# Brisbane and loving it?



## Busyte (May 19, 2009)

Hi,

Hubby heading this month to Melbourne and Brisbane for us to decide which one to move to.
I've noticed there's a group of people living in Melbourne and happy.

What about Brisbane? Is there anyone loving it?

Hubby's Aussie family is from Queensland, so it is Hubby's n.1, but I'm worried because most people I see wanting to return seem to be in Brisbane, not Melborne.

I'm Portuguese, hubby dual British and Aussie, but he grew here, so he sounds 100% Pom, our children have Brit accent too.

Are they friendly and inclusive? I really don't want to move to place where my children don't have a good time.

Can you please say if you are in Brisbane what is life there for you?
Are you happy?
Do you love it?

Thanks.

Cheers,
Busyte


----------



## anj1976 (Apr 24, 2008)

hi B

I know a lot of people who are a Brisbane and love it there. it would be better if u move to Brisbane since u have family in queensland and would be closer to them which means not as lonely as you would be in melbourne 

wish u luck with the move


----------



## burning_angel_ (Sep 16, 2009)

Well I'm probably a little biased as I have grown up in the Brisbane area but I'll give you my opinion anyway 

Basically Brisbane is a good place to live as it as mostly sunny with not much rain (we could do with more cause it hardly rains here) and you have so much to do with theme parks as well as two great coasts (Gold Coast and Sunshine Coast) which are both approximately 1 hour drive each way from Brisbane City. Also there is great camping (if you like that kind of thing) directly above Brisbane as well as rainforest walks that you can do (about 1 hr from Brisbane). But that's all if you have your own transport. Brisbane does have okay public transport however Melbourne's is heaps better.
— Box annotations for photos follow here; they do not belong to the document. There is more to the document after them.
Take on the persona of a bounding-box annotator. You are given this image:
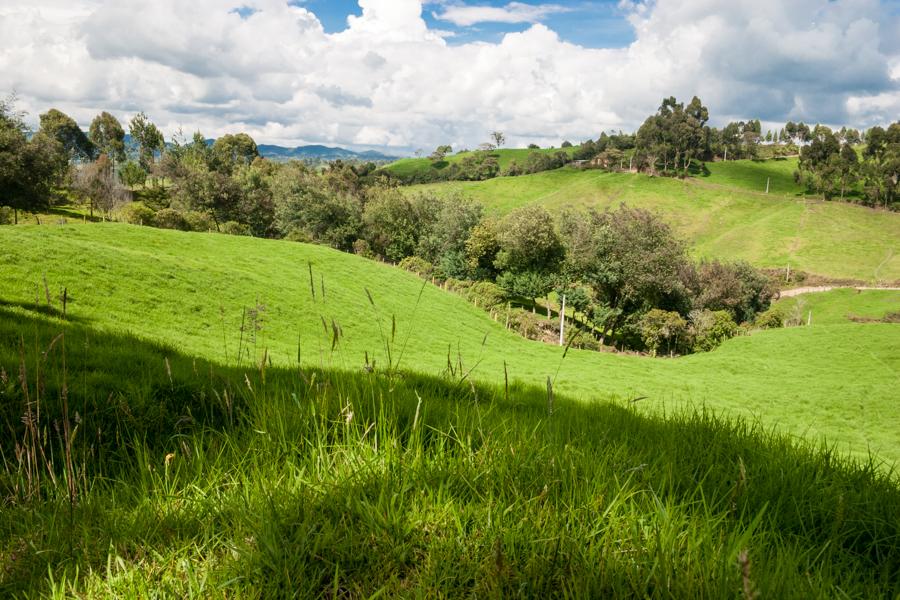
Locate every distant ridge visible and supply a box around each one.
[258,144,399,162]
[119,134,401,163]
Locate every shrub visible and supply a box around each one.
[398,256,434,277]
[119,202,156,226]
[353,239,375,258]
[156,208,190,231]
[690,310,739,352]
[184,210,216,231]
[640,308,688,356]
[220,221,250,235]
[466,281,506,310]
[754,308,784,329]
[509,308,546,340]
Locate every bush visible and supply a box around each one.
[509,308,547,340]
[156,208,190,231]
[119,202,156,227]
[353,240,375,258]
[184,210,216,231]
[640,308,688,356]
[398,256,434,277]
[690,310,739,352]
[753,308,784,329]
[220,221,250,235]
[466,281,506,310]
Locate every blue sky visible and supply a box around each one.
[0,0,900,153]
[298,0,634,48]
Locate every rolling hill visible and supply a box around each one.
[0,223,900,460]
[404,159,900,281]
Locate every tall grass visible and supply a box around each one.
[0,310,900,598]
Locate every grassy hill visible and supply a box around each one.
[406,159,900,281]
[0,224,900,598]
[0,224,900,460]
[383,147,575,178]
[0,308,900,599]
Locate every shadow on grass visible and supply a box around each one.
[0,307,900,596]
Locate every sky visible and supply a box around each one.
[0,0,900,154]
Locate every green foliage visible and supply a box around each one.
[119,160,147,188]
[40,108,96,162]
[182,210,216,232]
[753,307,784,329]
[0,224,900,460]
[214,133,259,173]
[363,188,422,262]
[7,308,900,598]
[466,219,501,279]
[407,159,900,281]
[690,310,740,352]
[694,260,775,323]
[222,219,252,235]
[271,163,363,250]
[562,206,690,335]
[636,96,709,172]
[88,111,127,163]
[496,206,565,274]
[153,208,192,231]
[640,308,688,356]
[128,112,165,172]
[397,256,434,277]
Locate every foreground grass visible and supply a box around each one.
[0,309,900,598]
[405,161,900,281]
[0,224,900,462]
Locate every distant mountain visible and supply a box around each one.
[118,133,400,163]
[258,144,398,162]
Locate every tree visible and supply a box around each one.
[88,111,125,163]
[363,188,422,262]
[128,112,165,173]
[497,206,565,273]
[428,146,453,162]
[73,153,128,217]
[562,206,690,344]
[271,162,362,251]
[632,96,709,172]
[0,97,60,223]
[39,108,95,162]
[119,160,147,189]
[212,133,259,174]
[466,219,500,279]
[640,308,688,356]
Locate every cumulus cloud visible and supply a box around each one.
[434,2,571,27]
[0,0,900,150]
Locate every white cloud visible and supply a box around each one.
[0,0,900,149]
[434,2,570,27]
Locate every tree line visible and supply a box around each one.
[0,96,772,353]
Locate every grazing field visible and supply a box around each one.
[406,161,900,281]
[0,224,900,462]
[697,158,806,196]
[0,308,900,598]
[776,288,900,326]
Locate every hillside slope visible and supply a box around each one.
[405,161,900,281]
[0,224,900,460]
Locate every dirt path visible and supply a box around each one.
[778,285,900,298]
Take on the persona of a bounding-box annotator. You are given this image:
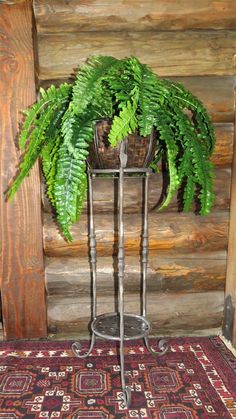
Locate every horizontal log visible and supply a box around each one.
[33,0,236,34]
[45,252,226,297]
[40,76,236,123]
[47,291,224,334]
[44,211,229,256]
[42,168,231,214]
[38,30,236,80]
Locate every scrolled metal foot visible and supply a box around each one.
[144,336,169,356]
[122,386,131,408]
[71,334,95,358]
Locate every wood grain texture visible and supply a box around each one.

I find that Brisbane is a city but without all of the 'hustle and bustle' and the arrogance that comes with that. Its kinda like a little big city where you can still relax (unlike somewhere like Sydney).

In relation to Melbourne they have a fantastic live music scene there as well as being a very artsy/cultural place. It is more expensive (I think) to live in Melbourne) I have had numerous friends that moved down to Melbourne and have come back stating that the artsy/culture/music scene was great however they found it to be pretty hard to meet people - even at a pub no one will just randomly smile and talk to you unlike in Brisbane. 

Further to this, and this is the BIG ONE that everyone talks about with Melbourne is the weather. It literally can have the whole four seasons numerous times over in one day - the sky is regularly grey and dreary which gets pretty depressing. Its predominantly because of the weather that my friends have come back and all of the people that I know that still live there ALWAYS complain about the weather.

Hope that helps for what it is worth....


----------



## Busyte (May 19, 2009)

Thanks!!!
It helps loads!! thank you!!!

The main reason I want to leave the UK is that the sky is often grey, Winters are just way too long and I always feel depressed towards the end of the Winter.
Then Brisbane for us it is!!!lane:

:clock: I just wish we could go today!!!

Thanks,
Busyte


----------



## SandBuiltDreams (Nov 8, 2008)

I live in Brisbane... and I had the choice, I would have moved to Melbourne yesterday! There is just a lot more to do in Melbourne... and they don't have a many of those stupid trading hour laws.


----------



## april (Jul 22, 2007)

I was born in Melbourne and have also lived in Brisbane.

I like both cities. Melbourne is much more of a "city" and has an energy about it, whereas Brisbane is like a large, sleepy, country town. I think Melbourne is more beautiful but quality of life is better in Brisbane. 

My husband (who is from Tokyo) hated Brisbane because he said it was too slow and boring and lacked career opportunities for him. He stayed in Melbourne for a month and loved it. He said the only thing that is better in Brisbane is the weather. 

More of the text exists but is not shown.